La mujer, azorada, desvió los ojos, pero superó enseguida su vergüenza, hizo acopio de valor y apretó el antebrazo de Ruth.

– Lo siento, ya sé que estaba mirando fijamente a su hijo -dijo la mujer con nerviosismo-. Es que no se parece en nada a Allan

– ¿Quién es usted, señora? -le preguntó Hannah

– ¡Ah, perdone! -replicó la mujer, dirigiéndose a Ruth-. Soy la otra señora Albright, quiero decir su primera mujer

Ruth no quería que Hannah se mostrara ofensiva con la ex mujer de Allan, y Hannah parecía a punto de preguntarle quién la había invitado. Eddie O'Hare salvó la situación

– Cuánto me alegro de conocerla -le dijo Eddie, apretando el brazo de la ex esposa-. Allan siempre hablaba muy bien de usted

La ex señora Albright se quedó pasmada. Debía de estar tan emocionada como Eddie por el poema de Yeats. Ruth nunca había oído a Allan hablar "muy bien" de su ex mujer, incluso a veces se había referido a ella en tono de lástima, sobre todo porque estaba seguro de que ella lamentaría su decisión de no tener hijos. ¡Y ahora estaba allí, contemplando a Graham! Ruth tuvo la seguridad de que la ex señora Albright había asistido al funeral no para dar su último adiós a Allan, sino para ver al hijo que éste había tenido

– Gracias por venir -se limitó a decirle Ruth. Habría seguido diciéndole cosas insinceras, pero Hannah la detuvo

– Estás mejor con el velo puesto, cariño -le susurró, y entonces se dirigió al pequeño-: Esta señora es una amiga de tu papá, Graham. Anda, dile "hola"

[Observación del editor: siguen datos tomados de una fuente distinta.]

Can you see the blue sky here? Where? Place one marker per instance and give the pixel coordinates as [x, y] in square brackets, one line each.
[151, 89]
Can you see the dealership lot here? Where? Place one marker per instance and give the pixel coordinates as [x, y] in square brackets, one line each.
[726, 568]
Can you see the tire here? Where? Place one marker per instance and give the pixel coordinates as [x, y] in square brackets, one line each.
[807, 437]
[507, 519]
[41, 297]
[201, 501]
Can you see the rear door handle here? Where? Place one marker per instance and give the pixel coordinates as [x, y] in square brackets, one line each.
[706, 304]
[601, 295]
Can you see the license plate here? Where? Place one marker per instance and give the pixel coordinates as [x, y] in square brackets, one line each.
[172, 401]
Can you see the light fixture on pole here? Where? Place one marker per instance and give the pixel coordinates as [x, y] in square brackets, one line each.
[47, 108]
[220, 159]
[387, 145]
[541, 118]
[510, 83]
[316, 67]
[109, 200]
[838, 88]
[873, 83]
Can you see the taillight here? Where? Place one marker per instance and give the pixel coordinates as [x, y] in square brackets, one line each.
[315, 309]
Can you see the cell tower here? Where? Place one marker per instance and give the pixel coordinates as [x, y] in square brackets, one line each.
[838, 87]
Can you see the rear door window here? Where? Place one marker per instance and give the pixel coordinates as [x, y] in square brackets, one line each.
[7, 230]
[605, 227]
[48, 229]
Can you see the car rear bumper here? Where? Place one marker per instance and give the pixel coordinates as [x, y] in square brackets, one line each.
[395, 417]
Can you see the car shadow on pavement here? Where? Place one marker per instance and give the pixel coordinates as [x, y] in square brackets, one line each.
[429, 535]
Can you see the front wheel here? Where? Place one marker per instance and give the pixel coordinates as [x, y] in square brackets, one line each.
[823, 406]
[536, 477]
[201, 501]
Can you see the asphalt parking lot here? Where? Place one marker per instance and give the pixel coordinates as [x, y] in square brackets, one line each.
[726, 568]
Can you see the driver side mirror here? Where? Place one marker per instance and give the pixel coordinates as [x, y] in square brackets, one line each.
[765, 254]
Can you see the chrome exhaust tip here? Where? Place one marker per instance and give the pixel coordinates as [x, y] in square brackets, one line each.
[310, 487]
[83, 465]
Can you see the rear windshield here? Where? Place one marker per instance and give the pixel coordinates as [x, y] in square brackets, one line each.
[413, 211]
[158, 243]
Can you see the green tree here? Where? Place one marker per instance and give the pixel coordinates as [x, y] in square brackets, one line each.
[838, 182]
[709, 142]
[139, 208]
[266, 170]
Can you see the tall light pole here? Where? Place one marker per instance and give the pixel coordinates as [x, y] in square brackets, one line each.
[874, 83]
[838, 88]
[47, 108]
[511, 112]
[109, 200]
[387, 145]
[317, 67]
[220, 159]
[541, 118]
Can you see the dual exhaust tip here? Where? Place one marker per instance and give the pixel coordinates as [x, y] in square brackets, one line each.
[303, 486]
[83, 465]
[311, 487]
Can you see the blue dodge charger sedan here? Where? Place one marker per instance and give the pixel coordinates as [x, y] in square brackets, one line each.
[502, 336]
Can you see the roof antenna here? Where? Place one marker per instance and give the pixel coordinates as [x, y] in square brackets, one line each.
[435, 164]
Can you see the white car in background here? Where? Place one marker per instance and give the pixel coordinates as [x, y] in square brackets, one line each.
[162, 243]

– Hola -dijo Graham a la ex mujer de Allan-. Pero ¿dónde está papá? ¿Dónde está ahora?

Ruth volvió a ponerse el velo. Tenía el rostro tan insensible que no se dio cuenta de que estaba llorando de nuevo

Ruth se dijo que le gustaría creer en el cielo sólo por los niños, para poder decir: "Papá está en el cielo, Graham". Y eso fue lo que dijo entonces

– Y el cielo es bonito, ¿verdad? -replicó el niño

Habían hablado muchas veces del cielo y de cómo era desde la muerte de Allan. Posiblemente el cielo atraía más al niño porque se trataba de un tema muy nuevo para él. Puesto que ni Ruth ni Allan eran religiosos, Graham no había oído mencionar el cielo durante sus tres primeros años de vida

– Te diré cómo es el cielo -le dijo la ex señora Albright al pequeño-. Es como tus mejores sueños

Pero Graham, a su edad, tenía más a menudo pesadillas. Los sueños no eran necesariamente un regalo del cielo. No obstante, si el chiquillo daba crédito al poema de Yeats, ¡se vería obligado a imaginar a su padre andando por las cimas de las altas montañas y ocultando el rostro entre la multitud de las estrellas! (Ruth se preguntó si eso sería el cielo o una pesadilla.)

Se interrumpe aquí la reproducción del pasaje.